Ce nom douloureux rappela à la jeune femme que nombres de ses blessures n’étaient pas encore refermées et qu’elle venait peut-être de tomber dans un nouveau piège. Les paroles de cette humaine, bien que lourdes de menaces n’en n’avaient pas la sonorité, elle semblait s’exprimer normalement en détachant chacun des mots comme l’aurait aussi fait l’Aldryde. Toutes deux parlaient une langue étrangère et comptaient bien masquer derrière ce faux handicap leurs vraies intentions.
- Soit, je ne devrais pas être aussi peste, je ne me suis pas même présentée. Je suis Dame Ubilinsk, peut-être le vieux mage aura-t-il susurré mon nom dans ses divagations ?

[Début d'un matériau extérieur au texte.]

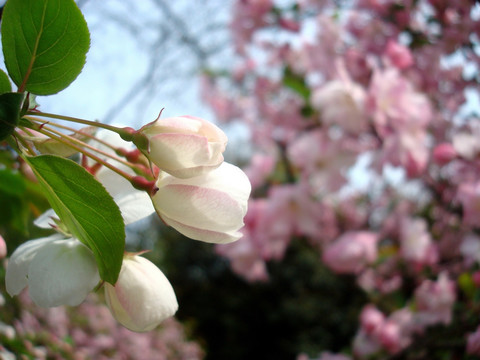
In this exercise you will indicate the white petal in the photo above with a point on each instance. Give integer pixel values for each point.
(62, 272)
(143, 297)
(134, 205)
(17, 269)
(45, 221)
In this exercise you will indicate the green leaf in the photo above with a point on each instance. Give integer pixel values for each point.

Oona fit non de la tête, mais elle se rappelait bien avoir entendu ce titre de la bouche même du traître qu’elle avait dû sacrifier pour parvenir à ses fins. Un instant, l’exilée perdit pied face à l’étendue de la noirceur qui tachait chacun de ses souvenirs. Vraiment intriguée, son interlocutrice passa de longs moments à détailler ce drôle de volatille avant de reprendre.
- Peu importe. Elle claqua délicatement la langue, jouant la petite fille agacée avant de reprendre. Je tenais juste à mettre un visage sur cette folle rumeur et rencontrer celle qui, soit-disant, m’avait devancée dans mon entreprise et qui a remis le fameux artefact entre les mains de feu mon détestable collaborateur. Il semble bien que ce présent lui fut au final fatal, comme il aurait pu l’être pour moi d’ailleurs. Les nécromants ne sont pas très partageurs. Quoi qu’il en soit ce fut un plaisir de soliloquer en ta présence, je ne pouvais croire qu’une si misérable créature ait précipité la chute du meilleur d’entre nous mais maintenant je serai plus attentive aux bruits d’alcôve.

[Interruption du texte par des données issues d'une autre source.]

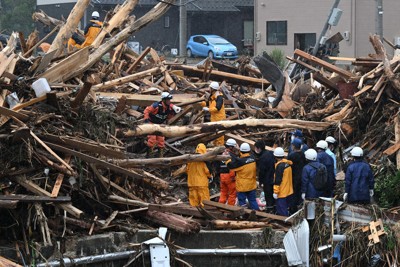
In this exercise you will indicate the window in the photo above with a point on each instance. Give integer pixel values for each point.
(166, 22)
(276, 32)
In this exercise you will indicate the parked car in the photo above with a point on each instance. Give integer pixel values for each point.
(212, 46)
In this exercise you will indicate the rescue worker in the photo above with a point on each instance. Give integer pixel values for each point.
(283, 186)
(308, 176)
(215, 105)
(246, 171)
(359, 179)
(298, 134)
(331, 151)
(75, 42)
(92, 29)
(298, 159)
(159, 113)
(265, 171)
(227, 176)
(198, 178)
(324, 158)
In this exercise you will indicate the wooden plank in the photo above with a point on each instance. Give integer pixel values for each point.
(83, 145)
(31, 186)
(138, 60)
(60, 71)
(223, 76)
(324, 64)
(7, 263)
(59, 180)
(9, 112)
(29, 198)
(147, 100)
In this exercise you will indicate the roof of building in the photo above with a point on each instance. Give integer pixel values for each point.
(193, 5)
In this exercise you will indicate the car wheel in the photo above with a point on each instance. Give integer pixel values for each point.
(189, 53)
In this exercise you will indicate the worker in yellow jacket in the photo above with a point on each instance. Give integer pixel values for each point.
(198, 176)
(92, 29)
(246, 172)
(215, 105)
(283, 184)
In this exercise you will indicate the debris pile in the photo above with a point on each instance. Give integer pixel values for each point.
(73, 159)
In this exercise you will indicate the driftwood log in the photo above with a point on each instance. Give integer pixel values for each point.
(174, 131)
(172, 161)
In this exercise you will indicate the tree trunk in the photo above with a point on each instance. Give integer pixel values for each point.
(223, 224)
(119, 17)
(174, 131)
(69, 27)
(173, 161)
(134, 26)
(175, 222)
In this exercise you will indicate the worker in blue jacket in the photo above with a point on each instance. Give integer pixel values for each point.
(327, 160)
(359, 180)
(309, 174)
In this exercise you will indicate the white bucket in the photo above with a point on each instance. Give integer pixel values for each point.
(41, 87)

Oona coupa court à une nouvelle et assurément ultime révérence alors que les pièces du puzzle tournaient furieusement dans son esprit pour former une image. Elle hasarda :
- Je vous ai sauvé de vous-même en quelque sorte ?
Son interlocutrice la couva d’un regard de harpie regrettant soudain sa progéniture.
- A supposer que je fus aussi sotte et emportée que mon camarade, il est possible que votre intervention, à défaut de me rendre plus influente et de restaurer l’honneur et la puissance de notre guilde, est rallongée mon espérance de vie. Acte des plus sadiques, s’il en est, dans cette infâme cité, n’est-ce pas ?
- Si l’envie me prend un jour de rallonger mon agonie sur ces terres, je saurai à qui demander dans ce cas.
Cette fois-ci elle sourit franchement, ses scarifications se teintant d'un rouge profond, puis acquiesça.
- Si mes fidèles volatiles ne vous dévorent pas, peut-être entendront-ils certaines de vos complaintes.»
Comme devant un empereur, elle se courba et recula de trois pas avant de chuter dans le vide et quand Oona s’approcha pour regarder en contrebas, seules quelques plumes tourbillonnaient dans les effluves écœurants de la ruelle.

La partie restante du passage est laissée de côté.